Rivlin and his first wife, Sara Tzipa, had their first child, a daughter, in the spring of 1873. That summer, Sara Tzipa was attacked in their Nahalat Shiv'a home by a dagger-wielding Arab; she fought him off and stabbed him to death, but succumbed to shock and died of a heart attack. Their baby daughter later died.

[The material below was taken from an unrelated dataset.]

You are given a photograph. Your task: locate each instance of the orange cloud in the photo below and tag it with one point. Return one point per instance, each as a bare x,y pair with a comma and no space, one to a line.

In 1874, Rivlin remarried to Miriam, the daughter of Rabbi Moshe Fizetzer of Brisk. Together they had seven children: Freida Raizel, Rasha Bracha, Hillel, Shlomo Zalman, Avraham Binyamin, Yocheved Shifra, and Rivka Malka. Hillel Rivlin became the secretary of the Central Committee, and was also among the founders of the village of Neve Yaakov. Shlomo Zalman Rivlin, an accomplished Hazzan, headed the Shirat Yisrael Institute and was the author of Shirei Shlomo, hazzanut compositions.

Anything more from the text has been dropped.